For their part, three local changemakers shared important memories during a February 11 “Community Conversation” at the African American Museum at Fair Park. The African American Museum and the 6th Floor Museum at Dealey Plaza that houses artifacts about the 1963 Pres. John F. Kennedy assassination co-sponsored the event.
Former Dallas deputy Mayor Pro-Tem Diane Ragsdale, community organizer Marilyn Clark, and arts and culture administrator Vicki Meek said much of the civil rights movement has been forgotten, but still is relevant today and can help guide future changemakers. Meek led an audience Question and Answer session after Ragsdale and Clark spoke. Others at the program included a group of young change makers headed by younger activist Amber Sims.
“Where are we falling short?” Meek asked concerning veteran activists.
“We did not document our work,” Ragsdale lamented concerning a perceived gap between veteran and current community activists. “But we’re going to do it.”
“The hard work of movement building was done by ordinary people,” Clark said, adding that the public too often believes the erroneous claim that there was no civil rights movement in Dallas.
The women spoke on the topic of Black Women in the Civil Rights and Black Power Movement in Dallas. But they also recalled movement efforts of men and women who strove to make a difference.
MARILYN CLARK
Clark described the late Ruth Jefferson today are little-known yet a powerful force. Jefferson was a bold, outspoken women who fought to improve the lives of mothers who received government aid to support their children. Jefferson was a key player in the National Welfare Rights Organization. (NWRO) She led protests against what the mothers said was discrimination treatment of African-American welfare mothers. One example was that no fathers or adult males could live in the residence of women who receive government aid. The women said this practice contributed to the “absent father” syndrome in Black homes. The mothers also claimed various other discriminatory practices by case-workers who regularly visited the women’s homes to investigate the conditions there. Protests activities involved a three-night sit-in at the federal welfare office in downtown Dallas. It is important to share that these activities took place, Clark asserted.

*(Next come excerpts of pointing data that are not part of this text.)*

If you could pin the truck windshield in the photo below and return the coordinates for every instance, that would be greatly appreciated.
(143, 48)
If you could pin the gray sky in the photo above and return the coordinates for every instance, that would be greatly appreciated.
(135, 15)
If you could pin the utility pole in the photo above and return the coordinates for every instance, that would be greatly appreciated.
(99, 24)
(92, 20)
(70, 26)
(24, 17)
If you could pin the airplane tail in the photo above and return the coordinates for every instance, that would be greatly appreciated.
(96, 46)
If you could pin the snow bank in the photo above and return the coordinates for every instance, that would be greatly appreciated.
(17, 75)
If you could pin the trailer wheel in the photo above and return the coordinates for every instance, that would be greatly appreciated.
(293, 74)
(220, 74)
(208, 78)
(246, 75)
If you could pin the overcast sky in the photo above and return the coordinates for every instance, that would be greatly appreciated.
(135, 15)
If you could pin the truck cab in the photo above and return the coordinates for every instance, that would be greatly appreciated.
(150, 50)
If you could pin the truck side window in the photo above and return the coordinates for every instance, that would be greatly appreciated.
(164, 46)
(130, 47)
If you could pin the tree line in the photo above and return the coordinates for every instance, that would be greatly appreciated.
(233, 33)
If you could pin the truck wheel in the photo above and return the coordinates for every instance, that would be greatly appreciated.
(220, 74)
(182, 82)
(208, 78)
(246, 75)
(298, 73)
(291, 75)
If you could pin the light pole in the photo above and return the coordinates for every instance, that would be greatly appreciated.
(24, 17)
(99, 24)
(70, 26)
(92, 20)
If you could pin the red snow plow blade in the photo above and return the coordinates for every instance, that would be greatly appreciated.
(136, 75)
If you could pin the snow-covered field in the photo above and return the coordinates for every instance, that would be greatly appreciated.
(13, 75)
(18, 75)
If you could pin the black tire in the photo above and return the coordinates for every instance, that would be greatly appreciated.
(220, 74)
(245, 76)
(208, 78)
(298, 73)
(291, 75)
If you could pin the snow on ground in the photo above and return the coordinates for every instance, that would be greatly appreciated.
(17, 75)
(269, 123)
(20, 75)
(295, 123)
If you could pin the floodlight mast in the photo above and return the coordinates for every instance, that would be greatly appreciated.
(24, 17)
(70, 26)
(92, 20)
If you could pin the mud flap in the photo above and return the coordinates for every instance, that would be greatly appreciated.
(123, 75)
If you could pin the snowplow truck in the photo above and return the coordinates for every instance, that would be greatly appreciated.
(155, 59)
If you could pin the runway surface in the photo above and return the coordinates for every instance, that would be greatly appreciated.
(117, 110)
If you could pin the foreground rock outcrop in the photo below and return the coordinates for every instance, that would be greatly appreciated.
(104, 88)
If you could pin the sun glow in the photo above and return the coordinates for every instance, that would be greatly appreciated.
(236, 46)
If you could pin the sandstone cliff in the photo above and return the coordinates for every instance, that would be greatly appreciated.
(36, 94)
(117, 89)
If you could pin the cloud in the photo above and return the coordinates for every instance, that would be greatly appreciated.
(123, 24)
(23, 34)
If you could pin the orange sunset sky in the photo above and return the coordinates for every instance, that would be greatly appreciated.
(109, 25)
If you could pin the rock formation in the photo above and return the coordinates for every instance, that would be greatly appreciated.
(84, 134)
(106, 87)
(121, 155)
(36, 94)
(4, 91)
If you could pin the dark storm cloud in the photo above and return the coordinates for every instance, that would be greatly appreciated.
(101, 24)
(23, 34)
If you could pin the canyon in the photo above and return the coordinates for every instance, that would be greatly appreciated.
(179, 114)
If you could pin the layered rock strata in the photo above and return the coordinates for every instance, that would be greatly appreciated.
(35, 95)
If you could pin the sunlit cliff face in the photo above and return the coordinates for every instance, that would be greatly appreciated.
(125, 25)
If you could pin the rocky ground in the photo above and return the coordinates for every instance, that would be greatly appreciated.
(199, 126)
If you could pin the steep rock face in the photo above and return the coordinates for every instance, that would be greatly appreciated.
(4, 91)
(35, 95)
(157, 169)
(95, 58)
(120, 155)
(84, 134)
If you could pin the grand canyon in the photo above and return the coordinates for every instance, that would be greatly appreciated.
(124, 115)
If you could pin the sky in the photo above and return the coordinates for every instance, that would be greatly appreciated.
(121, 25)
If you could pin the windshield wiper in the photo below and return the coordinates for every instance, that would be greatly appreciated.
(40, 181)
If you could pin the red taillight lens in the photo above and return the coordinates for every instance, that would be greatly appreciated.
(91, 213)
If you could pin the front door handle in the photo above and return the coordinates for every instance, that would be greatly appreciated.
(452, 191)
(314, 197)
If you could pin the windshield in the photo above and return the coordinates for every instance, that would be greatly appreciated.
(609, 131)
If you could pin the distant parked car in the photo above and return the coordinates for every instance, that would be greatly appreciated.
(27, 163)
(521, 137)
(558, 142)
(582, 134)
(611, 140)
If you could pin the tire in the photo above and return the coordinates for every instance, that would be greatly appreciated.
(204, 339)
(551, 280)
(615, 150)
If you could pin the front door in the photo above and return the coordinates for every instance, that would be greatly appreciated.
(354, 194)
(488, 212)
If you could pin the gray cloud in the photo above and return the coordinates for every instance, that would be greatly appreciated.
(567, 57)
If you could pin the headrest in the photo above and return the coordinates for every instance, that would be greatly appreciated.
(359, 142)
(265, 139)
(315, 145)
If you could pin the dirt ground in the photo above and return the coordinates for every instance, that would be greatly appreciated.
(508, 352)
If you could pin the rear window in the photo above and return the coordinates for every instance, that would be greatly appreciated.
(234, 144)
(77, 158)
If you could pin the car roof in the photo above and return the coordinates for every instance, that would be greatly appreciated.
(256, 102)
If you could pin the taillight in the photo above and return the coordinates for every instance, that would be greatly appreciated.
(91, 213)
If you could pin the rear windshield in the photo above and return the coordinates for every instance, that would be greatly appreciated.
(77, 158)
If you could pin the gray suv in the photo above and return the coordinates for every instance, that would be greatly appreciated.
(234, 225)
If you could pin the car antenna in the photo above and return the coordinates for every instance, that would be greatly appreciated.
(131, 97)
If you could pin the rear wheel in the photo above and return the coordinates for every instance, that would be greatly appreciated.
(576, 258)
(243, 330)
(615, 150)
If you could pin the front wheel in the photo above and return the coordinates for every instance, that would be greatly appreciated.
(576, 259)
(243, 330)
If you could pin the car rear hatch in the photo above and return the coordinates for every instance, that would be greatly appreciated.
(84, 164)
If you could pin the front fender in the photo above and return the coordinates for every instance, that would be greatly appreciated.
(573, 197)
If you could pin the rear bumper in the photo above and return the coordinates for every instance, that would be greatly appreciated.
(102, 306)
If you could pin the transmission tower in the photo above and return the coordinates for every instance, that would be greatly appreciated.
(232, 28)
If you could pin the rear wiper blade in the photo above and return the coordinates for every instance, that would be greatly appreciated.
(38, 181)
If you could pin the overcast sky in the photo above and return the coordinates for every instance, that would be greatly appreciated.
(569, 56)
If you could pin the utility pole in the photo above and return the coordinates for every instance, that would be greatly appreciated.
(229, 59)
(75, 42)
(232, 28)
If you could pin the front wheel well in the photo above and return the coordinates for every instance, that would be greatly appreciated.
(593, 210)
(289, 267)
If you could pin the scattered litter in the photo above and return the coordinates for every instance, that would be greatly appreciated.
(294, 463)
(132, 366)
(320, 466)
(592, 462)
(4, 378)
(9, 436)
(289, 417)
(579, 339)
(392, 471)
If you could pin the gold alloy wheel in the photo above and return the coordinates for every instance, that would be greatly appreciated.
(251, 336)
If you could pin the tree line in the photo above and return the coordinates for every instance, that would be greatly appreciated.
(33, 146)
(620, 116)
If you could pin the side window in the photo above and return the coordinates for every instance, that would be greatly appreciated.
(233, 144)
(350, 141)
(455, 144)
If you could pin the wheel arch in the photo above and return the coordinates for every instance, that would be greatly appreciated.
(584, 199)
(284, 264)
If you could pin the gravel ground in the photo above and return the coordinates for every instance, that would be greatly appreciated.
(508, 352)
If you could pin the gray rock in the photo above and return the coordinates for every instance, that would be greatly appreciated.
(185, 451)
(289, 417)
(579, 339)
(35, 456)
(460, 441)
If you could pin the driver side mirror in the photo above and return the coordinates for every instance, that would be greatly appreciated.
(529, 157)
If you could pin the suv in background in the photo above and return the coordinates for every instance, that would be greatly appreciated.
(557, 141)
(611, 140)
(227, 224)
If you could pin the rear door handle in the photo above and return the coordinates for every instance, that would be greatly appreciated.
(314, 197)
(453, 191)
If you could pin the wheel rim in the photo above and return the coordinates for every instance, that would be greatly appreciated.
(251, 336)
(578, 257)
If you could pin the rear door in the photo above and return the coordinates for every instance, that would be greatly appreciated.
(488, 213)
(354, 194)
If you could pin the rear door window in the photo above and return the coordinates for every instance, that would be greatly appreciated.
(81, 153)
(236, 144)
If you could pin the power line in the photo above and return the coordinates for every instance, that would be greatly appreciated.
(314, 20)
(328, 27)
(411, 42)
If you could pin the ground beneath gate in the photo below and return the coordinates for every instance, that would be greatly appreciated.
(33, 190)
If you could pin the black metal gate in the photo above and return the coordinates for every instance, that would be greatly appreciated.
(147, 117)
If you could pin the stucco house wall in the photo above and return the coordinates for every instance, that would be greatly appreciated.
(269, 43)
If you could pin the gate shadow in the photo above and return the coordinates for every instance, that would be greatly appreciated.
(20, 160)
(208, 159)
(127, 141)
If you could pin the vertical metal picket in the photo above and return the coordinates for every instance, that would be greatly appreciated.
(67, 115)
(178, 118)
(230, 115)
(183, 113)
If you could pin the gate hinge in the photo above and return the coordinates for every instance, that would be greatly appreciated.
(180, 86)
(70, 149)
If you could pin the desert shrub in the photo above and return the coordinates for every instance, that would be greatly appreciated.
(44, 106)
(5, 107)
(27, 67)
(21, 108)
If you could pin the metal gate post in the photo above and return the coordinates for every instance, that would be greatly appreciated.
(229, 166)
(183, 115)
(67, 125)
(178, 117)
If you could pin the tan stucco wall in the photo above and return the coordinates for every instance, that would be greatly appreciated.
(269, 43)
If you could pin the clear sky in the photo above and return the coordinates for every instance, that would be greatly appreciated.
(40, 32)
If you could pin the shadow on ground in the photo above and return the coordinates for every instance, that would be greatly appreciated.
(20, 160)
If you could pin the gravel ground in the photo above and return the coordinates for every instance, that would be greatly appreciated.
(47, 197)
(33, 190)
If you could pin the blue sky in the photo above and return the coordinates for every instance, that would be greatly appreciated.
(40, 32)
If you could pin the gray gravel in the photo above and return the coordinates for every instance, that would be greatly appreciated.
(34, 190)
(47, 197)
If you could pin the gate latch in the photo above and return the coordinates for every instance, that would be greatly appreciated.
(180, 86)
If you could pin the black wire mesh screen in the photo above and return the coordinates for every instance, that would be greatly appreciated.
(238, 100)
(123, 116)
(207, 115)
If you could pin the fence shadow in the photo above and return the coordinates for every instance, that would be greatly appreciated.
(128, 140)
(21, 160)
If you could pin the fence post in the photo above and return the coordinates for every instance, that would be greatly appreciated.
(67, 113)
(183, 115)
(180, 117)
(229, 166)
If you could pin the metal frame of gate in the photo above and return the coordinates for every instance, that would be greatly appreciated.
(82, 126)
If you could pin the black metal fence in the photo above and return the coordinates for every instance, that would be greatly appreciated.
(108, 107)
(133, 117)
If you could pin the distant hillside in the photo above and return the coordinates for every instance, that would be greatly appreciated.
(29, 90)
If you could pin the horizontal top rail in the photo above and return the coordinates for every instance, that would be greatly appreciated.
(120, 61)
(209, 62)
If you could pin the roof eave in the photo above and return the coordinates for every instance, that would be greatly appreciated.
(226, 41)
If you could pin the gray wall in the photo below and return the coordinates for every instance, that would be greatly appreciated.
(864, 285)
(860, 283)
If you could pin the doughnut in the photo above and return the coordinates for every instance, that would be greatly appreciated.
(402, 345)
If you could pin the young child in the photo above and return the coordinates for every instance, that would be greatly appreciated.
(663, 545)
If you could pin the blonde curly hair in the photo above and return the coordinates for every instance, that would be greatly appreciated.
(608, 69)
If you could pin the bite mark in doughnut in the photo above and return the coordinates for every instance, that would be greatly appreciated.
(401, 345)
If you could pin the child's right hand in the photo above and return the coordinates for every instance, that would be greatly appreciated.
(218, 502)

“Remembering is a form of resistance,” Clark said.
During the question and answer segment, Clark said today’s music often fights against progress of the people. She said today’s music is different from ‘60s, ‘70s’ and ‘80s when the music was more revolutionary and moved civil rights efforts forward.
DIANE RAGSDALE
Ragsdale spoke of growing up in the Dallas civil rights movement She said she was mentored by civil rights heroes and heroines, including Juanita Craft, Albert Lipscomb, Elsie Faye Heggins, and Kathlyn Gilliam. She chronicled a select few of Dallas-chapter civil rights groups and their achievements here: including SCLC that sponsored Operation Bread Basket that fed under-privileged persons, NAACP and its Youth Council of which she was a youth member, SNCC, Black Women’s United Front, People United for Justice for prisoners, South Dallas Information Center, and
the Frederick Douglass Voting Council,
Ragsdale said Black women played key roles in local and national movements. Men usually were out front, but the women staffed the headquarters. Some history books say this model was true even during the time of abolitionist Frederick Douglass. Ragsdale mentioned two nationally prominent Black women in the movement — Angela Davis from Birmingham and Erika Huggins with the West Coast Black panther Party. Huggins and co-author Stephen Shames co-wrote the book Comrade Sisters: Women of the Black Panther Party.
“Without Black women, there would not have been a civil rights movement,” Ragsdale stated. “Whatever we do has to be institutionalized…. and the movement has to be staffed.”
Trying to work within existing political systems can be futile, she said: “We have to realize that we cannot work on a foundation that is rotten.””
VICKI MEEK
Meek spoke of her own involvement in the movement : “I was on the picket line at age five,” said Meek who was born in Philadelphia and moved to Dallas as an adult.
Meek mentioned that local civil rights icon Ernie McMillian, who has worked with the three women, is set to soon release his biography.